Elimi tutmuştu ve hafif rüzgarlı havada yürümeye başlamıştık, sevgili mi olmuştuk, neyin nesiydi bu da şimdi? Ikimiz de dengesiz insanların tekiydik, daha on dakika önce onu kafede terk edip gitmiştim fakat şimdi el ele onun evine gidiyorduk, yaşadığım bu şey aptal ergen kitaplarından fırlama gibiydi. Kendi düşünceme güldüm.

"Gülünce çok güzel oluyorsun." Elimdeki parmaklarını daha çok sıktı ve beni izlediğini belli edercesine iltifat etti. Gülümsem solmuştu ve utançla kafamı aşığı eğdim. "Az önceki Jeongguk ile bu kişi tamamen farklı insanlar."

"Kafamda birkaç tahta eksikmiş gibi hissediyorum." Dudaklarımı büzdüm ve sesimi incelterek aegyo yapar gibi konuştum.

"Olsun." Omuzlarını aşağı yukarı indirdi ve yanağıma bir öpücük kondurup eski haline geri döndü. "Ben senin bu hâlini sevdim."

"Az önceki Taehyung ile de bu kişi çok farklı insanlar. Seks tanrısından bir anda vıcık vıcık liseli aşıklara döndün."
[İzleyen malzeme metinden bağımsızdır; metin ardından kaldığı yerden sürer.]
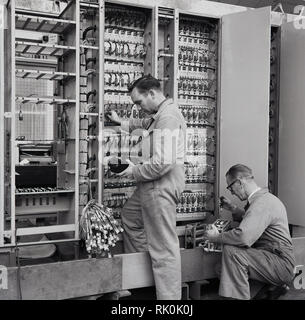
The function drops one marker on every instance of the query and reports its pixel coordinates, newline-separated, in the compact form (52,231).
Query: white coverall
(149,216)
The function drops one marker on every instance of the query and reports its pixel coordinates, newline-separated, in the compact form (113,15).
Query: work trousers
(149,222)
(241,264)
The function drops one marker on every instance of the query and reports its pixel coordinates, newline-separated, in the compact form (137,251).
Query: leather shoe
(271,292)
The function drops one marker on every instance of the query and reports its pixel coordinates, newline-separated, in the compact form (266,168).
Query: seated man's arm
(254,223)
(237,213)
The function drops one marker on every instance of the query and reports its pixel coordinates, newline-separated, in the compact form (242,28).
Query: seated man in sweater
(260,248)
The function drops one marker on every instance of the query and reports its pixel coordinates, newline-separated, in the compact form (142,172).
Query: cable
(18,267)
(87,30)
(90,93)
(90,60)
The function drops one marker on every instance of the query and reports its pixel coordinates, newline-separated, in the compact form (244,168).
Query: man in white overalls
(149,216)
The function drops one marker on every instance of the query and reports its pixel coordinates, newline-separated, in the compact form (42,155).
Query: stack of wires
(99,229)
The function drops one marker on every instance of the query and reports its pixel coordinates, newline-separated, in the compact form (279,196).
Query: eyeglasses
(229,187)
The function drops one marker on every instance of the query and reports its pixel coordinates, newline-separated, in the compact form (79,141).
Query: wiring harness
(99,229)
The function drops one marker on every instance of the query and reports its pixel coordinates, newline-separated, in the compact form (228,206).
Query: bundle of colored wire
(99,228)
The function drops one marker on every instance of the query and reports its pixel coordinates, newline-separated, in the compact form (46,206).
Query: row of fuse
(122,49)
(120,81)
(117,144)
(198,144)
(195,202)
(198,173)
(198,116)
(125,18)
(197,87)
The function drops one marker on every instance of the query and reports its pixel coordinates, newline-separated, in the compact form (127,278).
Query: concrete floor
(210,292)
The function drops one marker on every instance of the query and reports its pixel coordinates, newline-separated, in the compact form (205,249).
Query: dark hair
(145,84)
(240,171)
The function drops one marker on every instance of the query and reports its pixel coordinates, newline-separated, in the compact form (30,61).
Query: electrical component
(99,229)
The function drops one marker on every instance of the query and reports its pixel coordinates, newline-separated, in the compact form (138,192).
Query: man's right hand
(113,116)
(226,204)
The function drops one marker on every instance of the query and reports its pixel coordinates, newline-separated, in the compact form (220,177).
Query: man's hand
(113,116)
(128,172)
(211,233)
(226,204)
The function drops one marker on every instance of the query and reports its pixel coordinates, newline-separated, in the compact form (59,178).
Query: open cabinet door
(244,96)
(291,163)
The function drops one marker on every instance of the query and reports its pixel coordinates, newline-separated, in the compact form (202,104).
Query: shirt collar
(257,189)
(162,106)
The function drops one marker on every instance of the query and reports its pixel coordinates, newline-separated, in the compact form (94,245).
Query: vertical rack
(44,49)
(274,111)
(91,39)
(197,100)
(128,54)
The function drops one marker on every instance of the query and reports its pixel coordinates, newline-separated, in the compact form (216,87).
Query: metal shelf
(89,4)
(85,46)
(43,74)
(44,100)
(42,24)
(191,216)
(56,50)
(44,192)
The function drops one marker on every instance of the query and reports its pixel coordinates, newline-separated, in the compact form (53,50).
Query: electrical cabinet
(291,118)
(212,59)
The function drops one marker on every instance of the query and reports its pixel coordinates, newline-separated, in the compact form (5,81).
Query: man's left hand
(128,172)
(211,233)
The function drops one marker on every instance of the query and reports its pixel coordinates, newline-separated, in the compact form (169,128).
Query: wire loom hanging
(99,229)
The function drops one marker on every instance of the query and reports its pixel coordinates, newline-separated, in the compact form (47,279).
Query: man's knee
(228,250)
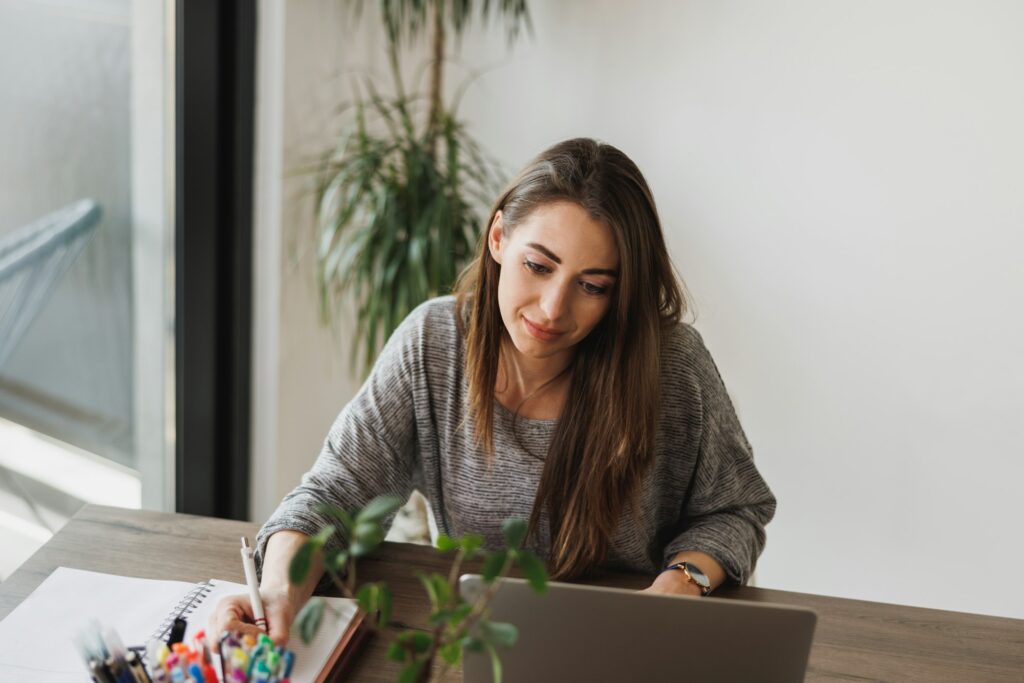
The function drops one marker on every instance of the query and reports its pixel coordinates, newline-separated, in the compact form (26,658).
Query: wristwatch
(694,573)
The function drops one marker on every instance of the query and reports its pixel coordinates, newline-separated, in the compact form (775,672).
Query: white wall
(841,187)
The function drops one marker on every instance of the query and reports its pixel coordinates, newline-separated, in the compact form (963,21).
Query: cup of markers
(243,659)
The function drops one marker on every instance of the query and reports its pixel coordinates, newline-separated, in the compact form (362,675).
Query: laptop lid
(589,633)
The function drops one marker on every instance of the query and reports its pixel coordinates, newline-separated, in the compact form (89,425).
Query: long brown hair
(604,439)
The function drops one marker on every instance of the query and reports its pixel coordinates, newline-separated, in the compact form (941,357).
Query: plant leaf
(368,598)
(446,544)
(309,619)
(473,644)
(452,652)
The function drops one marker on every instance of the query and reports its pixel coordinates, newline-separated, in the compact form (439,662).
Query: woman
(558,385)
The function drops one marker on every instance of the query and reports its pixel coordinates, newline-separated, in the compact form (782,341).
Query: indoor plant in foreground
(455,624)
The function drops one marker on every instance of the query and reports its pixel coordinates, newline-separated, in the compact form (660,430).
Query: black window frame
(215,59)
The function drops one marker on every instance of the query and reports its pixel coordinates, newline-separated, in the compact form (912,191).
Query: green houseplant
(455,624)
(399,196)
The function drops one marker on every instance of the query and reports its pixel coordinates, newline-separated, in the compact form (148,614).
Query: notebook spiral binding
(185,606)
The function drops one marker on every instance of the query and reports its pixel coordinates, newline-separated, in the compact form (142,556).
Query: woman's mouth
(538,332)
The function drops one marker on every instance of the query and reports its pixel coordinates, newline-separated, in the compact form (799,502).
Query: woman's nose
(554,301)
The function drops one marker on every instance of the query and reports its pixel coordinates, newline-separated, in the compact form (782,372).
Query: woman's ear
(496,240)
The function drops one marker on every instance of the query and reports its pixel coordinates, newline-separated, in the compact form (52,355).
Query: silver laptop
(588,633)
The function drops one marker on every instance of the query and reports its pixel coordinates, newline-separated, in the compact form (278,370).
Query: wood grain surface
(854,641)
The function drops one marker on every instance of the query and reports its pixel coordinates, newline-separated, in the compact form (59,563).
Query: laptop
(589,633)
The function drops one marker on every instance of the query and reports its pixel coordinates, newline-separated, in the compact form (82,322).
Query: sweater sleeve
(729,503)
(370,450)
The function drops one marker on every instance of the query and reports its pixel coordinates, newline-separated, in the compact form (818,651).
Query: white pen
(250,566)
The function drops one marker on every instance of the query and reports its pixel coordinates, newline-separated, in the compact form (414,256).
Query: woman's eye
(536,267)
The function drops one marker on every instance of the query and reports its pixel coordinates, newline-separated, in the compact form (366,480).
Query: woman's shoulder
(432,323)
(434,314)
(684,355)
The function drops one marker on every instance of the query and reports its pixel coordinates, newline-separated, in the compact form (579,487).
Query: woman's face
(558,270)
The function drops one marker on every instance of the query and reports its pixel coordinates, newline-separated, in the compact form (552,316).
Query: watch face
(697,574)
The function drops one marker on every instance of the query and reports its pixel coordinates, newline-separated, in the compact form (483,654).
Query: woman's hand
(673,583)
(235,612)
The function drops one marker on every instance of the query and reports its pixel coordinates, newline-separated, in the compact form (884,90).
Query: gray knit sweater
(404,430)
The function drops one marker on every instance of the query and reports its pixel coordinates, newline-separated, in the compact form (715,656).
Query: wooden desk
(854,640)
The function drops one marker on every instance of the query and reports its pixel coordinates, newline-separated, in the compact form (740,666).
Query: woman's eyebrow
(589,271)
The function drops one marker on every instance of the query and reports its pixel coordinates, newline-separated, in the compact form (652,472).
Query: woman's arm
(676,583)
(370,449)
(722,522)
(282,600)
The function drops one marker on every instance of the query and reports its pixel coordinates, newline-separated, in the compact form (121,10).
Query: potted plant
(399,196)
(456,624)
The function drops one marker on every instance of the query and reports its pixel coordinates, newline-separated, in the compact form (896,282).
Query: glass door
(86,262)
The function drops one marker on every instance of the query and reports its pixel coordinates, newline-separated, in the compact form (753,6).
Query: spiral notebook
(37,639)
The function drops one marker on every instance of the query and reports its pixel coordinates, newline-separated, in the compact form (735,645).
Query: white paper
(37,639)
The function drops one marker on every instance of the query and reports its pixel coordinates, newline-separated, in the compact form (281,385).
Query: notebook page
(309,659)
(37,638)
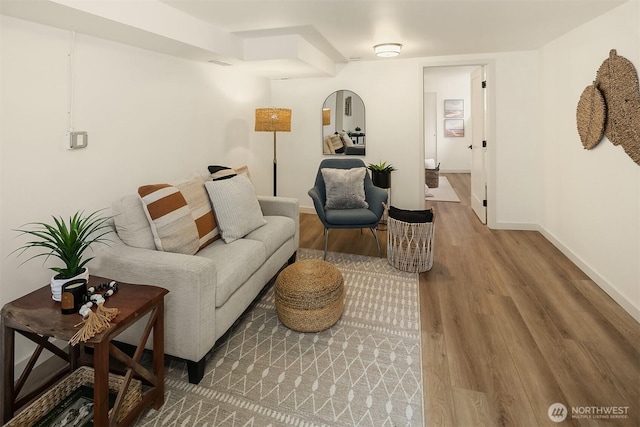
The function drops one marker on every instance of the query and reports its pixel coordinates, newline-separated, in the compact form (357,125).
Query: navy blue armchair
(348,218)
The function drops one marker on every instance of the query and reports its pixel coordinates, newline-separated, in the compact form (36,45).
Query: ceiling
(304,38)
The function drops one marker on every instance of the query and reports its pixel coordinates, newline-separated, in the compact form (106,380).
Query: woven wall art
(616,86)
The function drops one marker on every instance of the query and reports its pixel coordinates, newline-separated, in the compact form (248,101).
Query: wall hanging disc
(591,115)
(618,81)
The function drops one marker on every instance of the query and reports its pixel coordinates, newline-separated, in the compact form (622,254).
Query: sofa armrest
(191,281)
(282,206)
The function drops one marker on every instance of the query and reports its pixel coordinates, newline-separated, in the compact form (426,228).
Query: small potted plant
(381,174)
(67,242)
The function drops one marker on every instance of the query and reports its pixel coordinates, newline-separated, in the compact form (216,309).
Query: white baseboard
(454,171)
(607,287)
(525,226)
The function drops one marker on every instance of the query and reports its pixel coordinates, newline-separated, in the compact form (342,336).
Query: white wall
(392,93)
(150,117)
(591,203)
(453,153)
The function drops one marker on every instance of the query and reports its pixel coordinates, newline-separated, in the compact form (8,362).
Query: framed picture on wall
(454,108)
(453,127)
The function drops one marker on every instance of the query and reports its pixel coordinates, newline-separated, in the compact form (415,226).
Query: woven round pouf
(309,295)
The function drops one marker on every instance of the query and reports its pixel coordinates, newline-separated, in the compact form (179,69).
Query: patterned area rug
(443,193)
(363,371)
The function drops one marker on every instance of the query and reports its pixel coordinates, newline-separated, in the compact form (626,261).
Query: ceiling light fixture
(387,50)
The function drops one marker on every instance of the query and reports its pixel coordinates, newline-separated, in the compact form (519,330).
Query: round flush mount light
(387,50)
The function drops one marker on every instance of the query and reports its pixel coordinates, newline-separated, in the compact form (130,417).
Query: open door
(478,145)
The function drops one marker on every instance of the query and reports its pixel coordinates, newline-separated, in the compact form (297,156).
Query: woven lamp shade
(326,116)
(273,119)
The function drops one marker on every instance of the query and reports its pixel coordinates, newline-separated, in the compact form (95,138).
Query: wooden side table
(37,317)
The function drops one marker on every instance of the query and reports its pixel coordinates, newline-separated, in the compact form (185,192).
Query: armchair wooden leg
(326,242)
(374,231)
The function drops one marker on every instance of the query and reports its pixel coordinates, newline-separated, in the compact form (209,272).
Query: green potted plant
(381,174)
(68,242)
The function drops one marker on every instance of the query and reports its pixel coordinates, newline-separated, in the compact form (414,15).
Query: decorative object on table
(273,120)
(44,410)
(617,81)
(431,173)
(95,322)
(309,295)
(73,295)
(591,115)
(410,239)
(453,128)
(68,242)
(381,174)
(454,108)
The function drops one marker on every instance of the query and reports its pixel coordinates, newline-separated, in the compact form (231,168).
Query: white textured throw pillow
(344,188)
(236,207)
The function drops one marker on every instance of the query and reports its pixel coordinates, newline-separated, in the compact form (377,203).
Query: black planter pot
(381,179)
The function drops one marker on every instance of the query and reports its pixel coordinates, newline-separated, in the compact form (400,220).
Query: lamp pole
(275,166)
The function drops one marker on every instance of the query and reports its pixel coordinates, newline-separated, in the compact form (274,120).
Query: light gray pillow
(344,188)
(236,207)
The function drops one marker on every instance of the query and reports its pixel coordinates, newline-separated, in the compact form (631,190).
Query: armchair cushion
(344,188)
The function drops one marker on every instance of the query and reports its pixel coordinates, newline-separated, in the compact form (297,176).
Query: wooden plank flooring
(509,325)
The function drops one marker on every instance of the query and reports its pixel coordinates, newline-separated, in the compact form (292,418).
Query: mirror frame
(343,111)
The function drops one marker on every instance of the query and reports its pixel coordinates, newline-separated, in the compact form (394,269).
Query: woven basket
(309,295)
(432,177)
(82,376)
(410,245)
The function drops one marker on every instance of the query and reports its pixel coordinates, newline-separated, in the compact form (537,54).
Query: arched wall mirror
(343,124)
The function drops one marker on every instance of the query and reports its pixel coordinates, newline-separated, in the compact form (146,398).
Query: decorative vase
(56,283)
(381,179)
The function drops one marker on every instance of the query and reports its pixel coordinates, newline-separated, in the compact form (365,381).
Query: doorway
(453,138)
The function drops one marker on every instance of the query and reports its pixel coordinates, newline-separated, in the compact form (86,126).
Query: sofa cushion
(235,263)
(221,172)
(198,200)
(236,207)
(344,188)
(131,222)
(275,233)
(172,224)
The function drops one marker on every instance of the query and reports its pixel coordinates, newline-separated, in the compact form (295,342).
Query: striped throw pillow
(237,209)
(172,224)
(198,200)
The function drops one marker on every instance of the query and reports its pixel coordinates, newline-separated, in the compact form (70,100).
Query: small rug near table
(444,192)
(363,371)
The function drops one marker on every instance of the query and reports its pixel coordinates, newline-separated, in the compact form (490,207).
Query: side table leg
(101,385)
(158,355)
(8,380)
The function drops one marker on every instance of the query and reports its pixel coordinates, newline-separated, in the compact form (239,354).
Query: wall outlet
(76,139)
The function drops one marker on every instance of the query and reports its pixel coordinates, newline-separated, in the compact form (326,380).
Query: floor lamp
(273,120)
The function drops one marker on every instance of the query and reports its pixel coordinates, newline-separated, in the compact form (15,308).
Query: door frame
(490,123)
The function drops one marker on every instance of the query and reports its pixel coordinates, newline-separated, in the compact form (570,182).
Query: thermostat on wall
(76,139)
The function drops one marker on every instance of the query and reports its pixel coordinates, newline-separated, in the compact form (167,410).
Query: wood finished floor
(509,325)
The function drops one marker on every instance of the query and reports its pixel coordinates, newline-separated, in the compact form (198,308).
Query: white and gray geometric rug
(443,193)
(363,371)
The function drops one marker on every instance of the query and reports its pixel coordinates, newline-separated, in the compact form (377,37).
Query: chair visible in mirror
(333,216)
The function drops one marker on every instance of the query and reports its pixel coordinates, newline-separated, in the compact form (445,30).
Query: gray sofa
(208,291)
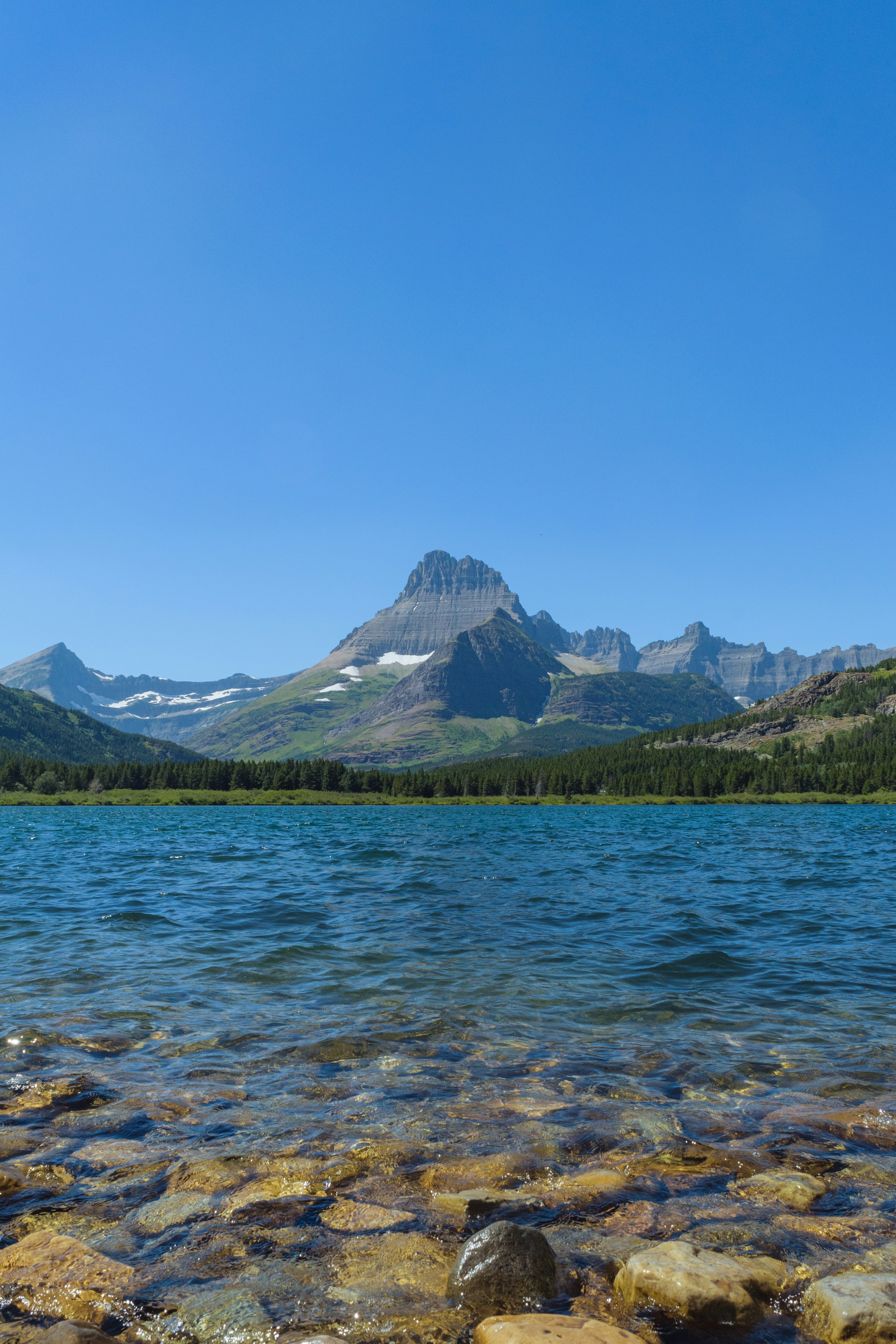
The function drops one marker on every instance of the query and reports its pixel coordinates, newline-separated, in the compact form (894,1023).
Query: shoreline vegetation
(320,799)
(831,740)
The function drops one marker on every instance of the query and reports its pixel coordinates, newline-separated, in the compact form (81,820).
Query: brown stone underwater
(395,1076)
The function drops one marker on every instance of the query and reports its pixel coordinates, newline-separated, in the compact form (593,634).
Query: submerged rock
(797,1190)
(349,1215)
(172,1210)
(475,1172)
(701,1287)
(76,1333)
(504,1268)
(49,1275)
(393,1275)
(228,1315)
(11,1182)
(860,1308)
(475,1203)
(543,1328)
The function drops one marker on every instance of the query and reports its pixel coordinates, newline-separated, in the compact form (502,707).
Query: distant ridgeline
(764,752)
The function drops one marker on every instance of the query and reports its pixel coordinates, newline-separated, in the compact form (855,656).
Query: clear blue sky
(602,294)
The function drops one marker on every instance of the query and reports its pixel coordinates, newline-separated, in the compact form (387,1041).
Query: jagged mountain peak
(440,573)
(442,597)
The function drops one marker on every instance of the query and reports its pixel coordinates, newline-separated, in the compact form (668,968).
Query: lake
(226,1029)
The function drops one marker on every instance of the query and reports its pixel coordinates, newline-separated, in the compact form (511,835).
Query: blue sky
(600,294)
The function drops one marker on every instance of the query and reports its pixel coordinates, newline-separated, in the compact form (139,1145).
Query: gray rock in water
(504,1268)
(860,1308)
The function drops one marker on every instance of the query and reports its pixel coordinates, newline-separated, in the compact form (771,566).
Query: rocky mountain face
(171,710)
(750,670)
(441,599)
(488,673)
(30,725)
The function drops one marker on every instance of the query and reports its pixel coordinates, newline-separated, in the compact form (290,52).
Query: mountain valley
(452,670)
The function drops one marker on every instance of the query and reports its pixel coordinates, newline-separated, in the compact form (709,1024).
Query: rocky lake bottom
(268,1077)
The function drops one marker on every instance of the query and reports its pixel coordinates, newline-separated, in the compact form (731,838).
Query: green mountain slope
(296,720)
(613,706)
(38,728)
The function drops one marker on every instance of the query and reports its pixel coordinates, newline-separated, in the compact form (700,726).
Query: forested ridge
(665,764)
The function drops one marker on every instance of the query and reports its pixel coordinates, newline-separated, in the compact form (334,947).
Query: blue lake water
(563,982)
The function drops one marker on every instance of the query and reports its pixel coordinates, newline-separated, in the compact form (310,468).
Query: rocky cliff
(171,710)
(491,671)
(441,599)
(749,670)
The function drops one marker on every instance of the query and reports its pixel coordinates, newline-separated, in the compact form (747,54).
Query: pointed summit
(442,597)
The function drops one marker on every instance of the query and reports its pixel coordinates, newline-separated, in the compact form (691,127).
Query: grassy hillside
(295,721)
(479,690)
(770,755)
(615,706)
(479,694)
(38,728)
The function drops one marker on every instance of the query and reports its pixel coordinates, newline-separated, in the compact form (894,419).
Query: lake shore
(312,799)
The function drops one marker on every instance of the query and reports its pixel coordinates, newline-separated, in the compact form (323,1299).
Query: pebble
(543,1328)
(349,1215)
(76,1333)
(172,1210)
(797,1190)
(50,1275)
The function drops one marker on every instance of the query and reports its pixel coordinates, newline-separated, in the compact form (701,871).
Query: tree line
(665,764)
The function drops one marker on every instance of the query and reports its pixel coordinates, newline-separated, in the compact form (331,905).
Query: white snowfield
(203,702)
(408,660)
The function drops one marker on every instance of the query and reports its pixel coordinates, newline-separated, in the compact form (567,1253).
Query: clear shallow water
(574,986)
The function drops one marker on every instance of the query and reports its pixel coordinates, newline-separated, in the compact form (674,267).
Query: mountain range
(172,710)
(32,725)
(453,669)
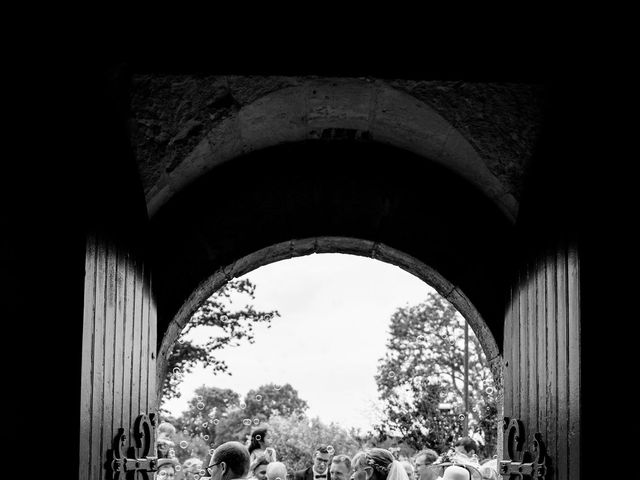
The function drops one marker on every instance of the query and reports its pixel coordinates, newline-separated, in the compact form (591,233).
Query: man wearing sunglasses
(230,461)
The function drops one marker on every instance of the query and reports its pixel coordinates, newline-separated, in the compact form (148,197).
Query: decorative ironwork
(531,464)
(137,463)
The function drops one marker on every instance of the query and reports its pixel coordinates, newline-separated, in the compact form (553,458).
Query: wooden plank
(97,361)
(552,357)
(563,365)
(109,350)
(127,368)
(523,351)
(87,356)
(541,346)
(144,344)
(515,377)
(573,314)
(118,398)
(508,354)
(153,322)
(137,337)
(532,360)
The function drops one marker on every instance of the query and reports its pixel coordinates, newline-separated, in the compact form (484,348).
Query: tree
(296,437)
(256,409)
(423,368)
(206,409)
(231,326)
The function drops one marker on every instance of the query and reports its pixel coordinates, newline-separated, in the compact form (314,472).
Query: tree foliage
(296,437)
(229,328)
(423,368)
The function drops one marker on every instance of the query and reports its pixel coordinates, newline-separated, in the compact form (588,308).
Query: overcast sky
(335,312)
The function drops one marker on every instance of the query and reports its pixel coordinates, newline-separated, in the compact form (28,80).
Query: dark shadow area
(347,189)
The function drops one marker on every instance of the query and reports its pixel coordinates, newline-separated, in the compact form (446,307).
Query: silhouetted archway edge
(346,245)
(374,111)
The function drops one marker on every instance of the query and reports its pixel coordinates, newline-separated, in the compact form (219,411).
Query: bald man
(230,461)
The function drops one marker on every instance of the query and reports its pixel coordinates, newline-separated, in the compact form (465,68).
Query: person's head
(166,430)
(164,445)
(258,467)
(421,461)
(321,458)
(192,466)
(230,460)
(455,472)
(489,470)
(257,439)
(408,468)
(276,470)
(340,468)
(466,446)
(166,469)
(372,464)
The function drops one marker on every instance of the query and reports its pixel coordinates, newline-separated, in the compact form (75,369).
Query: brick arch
(334,109)
(353,246)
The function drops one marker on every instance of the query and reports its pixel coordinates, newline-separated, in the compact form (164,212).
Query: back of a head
(381,461)
(235,456)
(454,472)
(468,443)
(258,461)
(408,468)
(276,470)
(429,455)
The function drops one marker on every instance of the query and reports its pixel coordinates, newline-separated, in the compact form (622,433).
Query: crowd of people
(256,461)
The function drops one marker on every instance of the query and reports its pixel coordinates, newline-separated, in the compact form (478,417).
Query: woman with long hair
(377,464)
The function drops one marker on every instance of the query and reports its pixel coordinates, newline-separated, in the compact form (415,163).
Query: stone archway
(365,248)
(290,110)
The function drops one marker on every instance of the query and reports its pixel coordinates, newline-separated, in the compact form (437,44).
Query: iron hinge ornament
(137,461)
(533,464)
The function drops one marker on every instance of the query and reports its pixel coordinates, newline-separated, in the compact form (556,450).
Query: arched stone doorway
(354,205)
(384,193)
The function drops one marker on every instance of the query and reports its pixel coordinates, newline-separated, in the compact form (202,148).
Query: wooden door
(542,358)
(118,361)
Durdu ve kahkaha attı. "Hakkımda böyle mi düşünüyorsun?" Tekrar tek kaşını kaldırdı, bu haraketi yapınca eridiğimi hissetmeye başladım.

"Yani, ama sınıfımdaki kızlar çok şanslı olduğumu söylerdi." Aklıma kızların Taehyung hakkındaki düşünceleri gelince kaşlarımı çattım.

"Demek kazılar arasında bu şekilde popülaritem var." Gururlu bir şekilde güldü. Elimi elinden çektim ve göğüsüm üzerinde bağladım. "Kıskandığını söyleme bana." Dalga geçer gibi konuşunca iyice sinirlenmiştim.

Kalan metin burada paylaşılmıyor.